Was ist eine unabhängige Kommission noch wert, wenn das Ergebnis vorher feststehen muss?
- konradcarina
- vor 2 Tagen
- 2 Min. Lesezeit
Wer Vollzeit arbeitet, soll davon leben können. Punkt.
Ein fairer Lohn ist kein Luxus, er ist eine Frage von Würde, Gerechtigkeit und gesellschaftlichem Zusammenhalt.
Aber genauso wichtig ist: Wie kommt man zu diesem Lohn.
Dass nun führende SPD-Politiker der Mindestlohnkommission offen drohen, ist ein Angriff auf die Spielregeln unserer sozialen Marktwirtschaft. Wenn Matthias Miersch sagt, der nächste Vorschlag müsse mindestens 15 Euro betragen, sonst greife die Politik ein – dann ist das keine Meinung mehr. Das empfinde ich das als politische Erpressung.
Und das ausgerechnet gegenüber einem Gremium, das bewusst unabhängig ist und nach Aussage der Union ja auch bleiben soll.
Die Mindestlohnkommission wurde eingerichtet, um genau solche Überbietungswettbewerbe zu verhindern. Hier sitzen Arbeitgeber- und Arbeitnehmervertreter am Tisch.

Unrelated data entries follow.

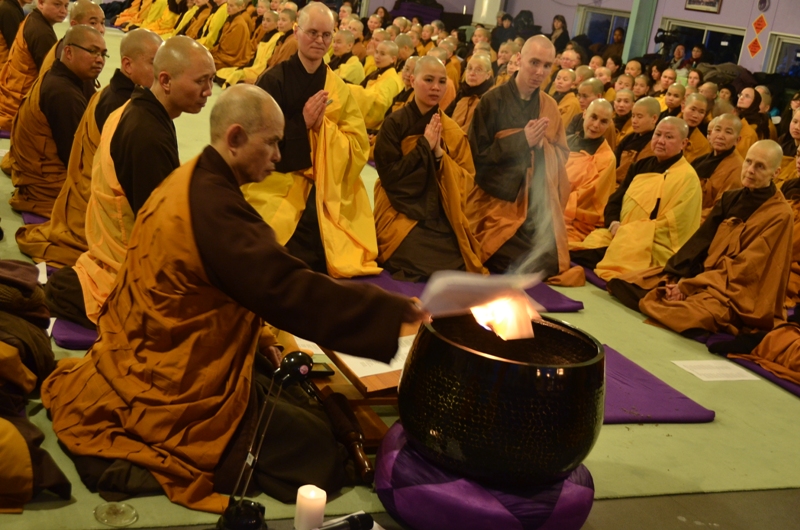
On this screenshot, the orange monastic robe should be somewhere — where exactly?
[577,157,703,281]
[16,87,108,267]
[683,127,711,164]
[374,110,486,273]
[211,11,253,70]
[558,92,583,129]
[8,66,67,214]
[74,100,135,323]
[564,140,617,241]
[639,191,793,335]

Hier soll nicht mit Wahlkampfparolen, sondern mit Verantwortung verhandelt werden.
Wenn die Politik nun vorgibt, was herauszukommen hat, dann ist die Kommission nichts mehr wert. Dann verlieren wir das, was sie ausmacht: Augenmaß. Fairness. Glaubwürdigkeit.
Und das hat Folgen, nicht für Funktionäre, sondern für Menschen.
Für kleine Betriebe, die keinen Preisdruck weitergeben können. Bäcker, Friseur, Gastronomie. Kleine Betriebe zahlen oft schon jetzt über Mindestlohn, aber sie haben keine Preismacht. Ein Zwangssprung auf 15 Euro ohne Rücksicht auf Standort oder Branche kann bedeuten: Schließung statt Fairness. Denn alle Löhne bewegen sich, nicht nur die unteren. Was bleibt, ist weniger Versorgung, weniger Teilhabe, weniger Leben im Dorf.
Sozialpolitisch gut gemeint aber gesellschaftlich teuer erkauft.
Für Sonderkulturen in der Landwirtschaft, die aus dem Land gedrängt werden. Gerade arbeitsintensive Betriebe wie im Obst- und Gemüsebau, stehen heute schon unter Druck. Die Löhne sind gestiegen, die Bürokratie ist hoch, die Konkurrenz ist international. Ein politisch erzwungener Sprung auf 15 Euro bedeutet für viele: Produktion aufgeben, oder ins Ausland verlagern.
Das ist das Gegenteil von regionaler Versorgung oder Nachhaltigkeit. Wer politische Mindestlöhne ruft, muss auch sagen, ob er bald noch heimisches Obst und Gemüse will, oder nur noch aus Peru.
Für deutsche Transportunternehmen, die gegen Dumpinglöhne im Ausland verlieren. Ja, es gibt zu viele ausländische Fahrer, die seit langem zu Dumpinglöhnen unterwegs sind. Aber: Ein pauschaler Mindestlohn von 15 Euro in Deutschland löst dieses Problem nicht, er benachteiligt deutsche Betriebe, die sich an Regeln halten, und treibt noch mehr Aufträge an Billiganbieter im Ausland.
Was wirklich hilft: konsequente Kontrollen, faire Auftragsvergabe, europäische Mindeststandards , nicht symbolische Lohnsätze.
Politische Ansagen helfen niemandem, wenn sie in der Realität Arbeitsplätze vernichten.
Gute Löhne erreichen wir durch Wettbewerbsfähigkeit, Bildung, Tarifbindung und Fairness.
Nicht durch populistische Drohgebärden.
Wer also wirklich für soziale Gerechtigkeit steht, muss die Unabhängigkeit der Mindestlohnkommission verteidigen. Nicht ihre Arbeit sabotieren.
Guter Lohn verdient Respekt und der beginnt mit dem Respekt vor guten Verfahren.